Mezzologue: Ax
Up and down the stairs they went. I could not discern the function of their hunt, but kept occupied. Tom was attempting to talk to Sara, but not very successfully. So he turned his focus to me instead. "Listen, dude, I'm really sorry about that whole alien thing."
"I accept your apology. Gee."
"Yeah, it's cool, right? 'Cause you…are…a human. Aren't you?"
"I am a human." At that moment I was, so it was not a lie.
"Are you a gamer?" I probably looked very startled, although I could not see what my face looked like. "Er, do you like to play video games?"
"Yes. I do."
"Would you like to play one with me?"
"I will. I would prefer the game you were playing with Marco and Jake."
"Sure, sure." Tom pushed buttons on the antiquated machine and handed me a game controller. It was simplistic to figure out how it worked. I was prompted to choose a persona that I would maneuver through a series of levels. I selected Stalozux and began my navigation.
"What is the purpose of this game?"
"To beat me."
"How are you beaten?"
"By falling into traps or running out of hitpoints. Or time."
"Hitpoints?"
Tom indicated a numerical display in the corner of the screen. I was attentive to it-so attentive that Stalozux tumbled from a pixilated ledge to its virtual nonexistence. "Whoa, my bad." He pressed a few buttons, restarting the game. "Try now."
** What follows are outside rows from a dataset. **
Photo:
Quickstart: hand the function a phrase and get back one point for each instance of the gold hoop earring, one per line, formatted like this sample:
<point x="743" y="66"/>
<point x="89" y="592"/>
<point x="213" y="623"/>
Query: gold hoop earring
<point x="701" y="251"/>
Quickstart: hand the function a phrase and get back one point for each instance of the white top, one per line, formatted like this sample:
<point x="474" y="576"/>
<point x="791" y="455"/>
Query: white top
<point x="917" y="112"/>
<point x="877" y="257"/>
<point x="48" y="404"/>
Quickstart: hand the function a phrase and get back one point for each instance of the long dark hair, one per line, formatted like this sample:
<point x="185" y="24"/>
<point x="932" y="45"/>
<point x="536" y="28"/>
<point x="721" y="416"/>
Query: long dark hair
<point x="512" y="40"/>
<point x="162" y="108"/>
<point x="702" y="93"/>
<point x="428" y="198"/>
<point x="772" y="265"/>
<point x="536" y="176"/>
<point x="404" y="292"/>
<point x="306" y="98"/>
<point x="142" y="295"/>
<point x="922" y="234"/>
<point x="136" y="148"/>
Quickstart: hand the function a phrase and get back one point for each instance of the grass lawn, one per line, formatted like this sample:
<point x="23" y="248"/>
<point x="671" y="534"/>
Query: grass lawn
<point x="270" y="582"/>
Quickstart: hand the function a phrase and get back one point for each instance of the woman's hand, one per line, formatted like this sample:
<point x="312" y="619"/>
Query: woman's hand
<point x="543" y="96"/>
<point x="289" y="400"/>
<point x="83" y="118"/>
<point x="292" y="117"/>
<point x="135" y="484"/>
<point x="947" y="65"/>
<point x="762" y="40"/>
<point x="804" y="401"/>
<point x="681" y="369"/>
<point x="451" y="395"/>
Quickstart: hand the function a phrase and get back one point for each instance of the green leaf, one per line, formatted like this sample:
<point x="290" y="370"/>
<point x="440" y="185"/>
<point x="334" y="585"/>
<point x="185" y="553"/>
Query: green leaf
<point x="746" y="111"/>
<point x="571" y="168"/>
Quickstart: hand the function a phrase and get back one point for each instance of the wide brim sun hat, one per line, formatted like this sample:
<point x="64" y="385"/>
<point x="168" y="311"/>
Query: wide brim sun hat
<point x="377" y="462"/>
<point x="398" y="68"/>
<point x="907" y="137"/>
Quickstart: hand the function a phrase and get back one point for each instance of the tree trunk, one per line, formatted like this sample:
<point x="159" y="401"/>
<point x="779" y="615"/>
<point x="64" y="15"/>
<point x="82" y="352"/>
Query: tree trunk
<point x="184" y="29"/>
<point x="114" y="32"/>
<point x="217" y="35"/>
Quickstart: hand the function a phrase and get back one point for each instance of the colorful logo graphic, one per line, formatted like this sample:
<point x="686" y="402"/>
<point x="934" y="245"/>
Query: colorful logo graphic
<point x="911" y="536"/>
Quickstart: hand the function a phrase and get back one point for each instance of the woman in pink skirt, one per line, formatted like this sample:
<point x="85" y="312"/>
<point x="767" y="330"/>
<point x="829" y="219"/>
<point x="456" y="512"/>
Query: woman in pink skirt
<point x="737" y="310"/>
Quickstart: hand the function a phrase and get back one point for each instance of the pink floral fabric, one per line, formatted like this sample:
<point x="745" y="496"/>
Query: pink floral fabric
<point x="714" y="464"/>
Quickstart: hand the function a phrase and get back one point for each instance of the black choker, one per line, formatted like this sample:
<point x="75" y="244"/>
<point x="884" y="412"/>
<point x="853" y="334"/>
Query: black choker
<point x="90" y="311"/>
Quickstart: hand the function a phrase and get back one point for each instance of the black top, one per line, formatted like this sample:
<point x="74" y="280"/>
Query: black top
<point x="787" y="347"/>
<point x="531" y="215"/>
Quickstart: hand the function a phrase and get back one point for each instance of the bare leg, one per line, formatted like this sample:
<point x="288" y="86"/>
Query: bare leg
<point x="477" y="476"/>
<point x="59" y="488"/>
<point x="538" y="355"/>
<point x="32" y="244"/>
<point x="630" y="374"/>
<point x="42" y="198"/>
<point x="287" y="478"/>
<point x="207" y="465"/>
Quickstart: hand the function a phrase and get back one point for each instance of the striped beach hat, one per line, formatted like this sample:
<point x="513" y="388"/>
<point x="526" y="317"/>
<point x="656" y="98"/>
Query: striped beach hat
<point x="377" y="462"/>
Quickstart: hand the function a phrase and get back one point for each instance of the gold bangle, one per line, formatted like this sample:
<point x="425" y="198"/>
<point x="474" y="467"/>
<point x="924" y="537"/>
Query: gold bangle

I led Stalozux down to a silver door, where I was faced with simplistic questions that were supposed to be mentally stressful for human players. Correctly answering them enabled me to access a "Spaceship Powerup", which enabled Stalozux to move at high speeds and in the air. The spaceship, however, had no capability to erode the hitpoints of Tom's avatar.
"You made it through the Mental Maze of Mathematical Mirages?" he gaped.
I tried to come up with an answer that would not give away my identity. "Much of it was guessing." It hurt me to lie, but not as much as I knew it would from telling the truth.
He was still wary, and tried to probe me further. "Why'd you choose Stalozux?"
"Why should I not have?"
"I dunno. Just curious…How old are you?"
"Thir…teen," I said, knowing I should have gone with a higher number.
He dropped his controller. "You're in calculus?"
Actually, I mastered that at the age you'd call "eight". "I'm prodigious."
"No duh. And awfully…" He pushed a button and paused the game, going over to talk to Sara again.
>Mastered what?> Evidently I had been in thoughtspeak, and Tobias was replying.
>Integral and differential calculus.>
>Wow.>
>Not really. Most of my classmates could do it when they were your equivalent of seven.>
>Oh.>
Tom returned from talking with Sara, making an angry face. He forcefully jabbed some buttons and restarted the game. "No more math tricks. This is a straight-out race. Hand-eye coordination. Human hands, right?"
I nodded, unsure.
"Good. This one is for all the marbles."
At that instant Marco ran down the stairs, with Rachel, Jake, and Cassie behind. They knelt behind the machine we were using and produced a box that read Quixotic Quest of Quirks. Marco pulled it open, and marbles fell out of it and onto the floor. I was as surprised, as was Tom. "So it is."